WASHINGTON – The farm bill’s focus on energy has united oil companies and the ethanol industry, Congress Daily reports. Both groups oppose additional mandates in the bill to boost corn-based ethanol as a gasoline additive. The Renewable Fuels Association want lawmakers to wait a bit to see how implementation of the production mandate in the 2005 energy bill goes before imposing other mandates.
Along with the ethanol industry, oil industry officials say the fact that the automobile industry has promised to produce more flexible fuel vehicles should be taken into account before additional mandates are imposed. Oil officials also point out that another ethanol mandate would increase the cost of corn and gasoline, as well as raise questions about how much ethanol-blended fuel would be available.

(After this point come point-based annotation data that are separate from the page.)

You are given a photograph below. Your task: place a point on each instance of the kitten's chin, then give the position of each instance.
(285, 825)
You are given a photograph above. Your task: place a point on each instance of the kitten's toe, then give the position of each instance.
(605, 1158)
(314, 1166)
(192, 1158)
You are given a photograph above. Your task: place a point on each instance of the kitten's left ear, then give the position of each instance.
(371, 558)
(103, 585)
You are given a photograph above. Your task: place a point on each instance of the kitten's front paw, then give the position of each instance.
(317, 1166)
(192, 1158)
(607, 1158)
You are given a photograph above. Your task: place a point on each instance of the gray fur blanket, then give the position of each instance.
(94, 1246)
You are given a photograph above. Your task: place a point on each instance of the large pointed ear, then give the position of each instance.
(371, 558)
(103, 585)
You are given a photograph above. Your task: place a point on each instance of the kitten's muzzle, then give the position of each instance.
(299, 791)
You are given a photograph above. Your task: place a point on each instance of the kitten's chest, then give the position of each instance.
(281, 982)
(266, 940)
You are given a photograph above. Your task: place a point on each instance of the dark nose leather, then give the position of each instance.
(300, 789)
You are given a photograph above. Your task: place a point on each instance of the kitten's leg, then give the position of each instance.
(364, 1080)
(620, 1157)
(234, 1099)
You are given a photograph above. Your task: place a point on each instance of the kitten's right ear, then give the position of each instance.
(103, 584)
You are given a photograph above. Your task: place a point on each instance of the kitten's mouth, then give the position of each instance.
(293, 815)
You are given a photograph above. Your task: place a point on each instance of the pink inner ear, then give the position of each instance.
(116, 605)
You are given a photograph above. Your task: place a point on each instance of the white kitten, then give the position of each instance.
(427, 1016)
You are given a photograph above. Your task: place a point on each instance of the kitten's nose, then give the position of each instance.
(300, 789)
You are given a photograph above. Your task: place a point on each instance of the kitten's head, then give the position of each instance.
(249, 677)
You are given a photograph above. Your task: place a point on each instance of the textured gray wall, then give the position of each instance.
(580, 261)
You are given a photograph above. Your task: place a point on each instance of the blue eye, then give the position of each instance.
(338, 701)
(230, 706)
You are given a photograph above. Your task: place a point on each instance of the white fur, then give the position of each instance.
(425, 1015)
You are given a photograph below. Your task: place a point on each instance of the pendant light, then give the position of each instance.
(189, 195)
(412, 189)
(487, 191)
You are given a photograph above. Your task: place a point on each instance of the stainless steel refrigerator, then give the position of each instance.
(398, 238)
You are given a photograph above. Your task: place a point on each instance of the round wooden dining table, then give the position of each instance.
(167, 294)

“What we're advocating is everyone take a deep breath and not jump off the next ethanol bridge,” Charles Drevna, executive vice president of the National Petrochemical & Refiners Association, told the news source.
Two Senate bills already have proposed a renewable fuels mandate of 60 billion gallons of ethanol and biodiesel by 2030, and also to require major oil companies to have pumps carrying E-85 fuel at about half of their gasoline stations across the country within 10 years.
Lobbyists are already ready for a debate on renewable energy in the farm bill because of public interest in high oil and gasoline prices. “I don't think there's any question” that energy is a more prominent issue in this year's farm bill debate, John Felmy, chief economist for the American Petroleum Institute, told the new source.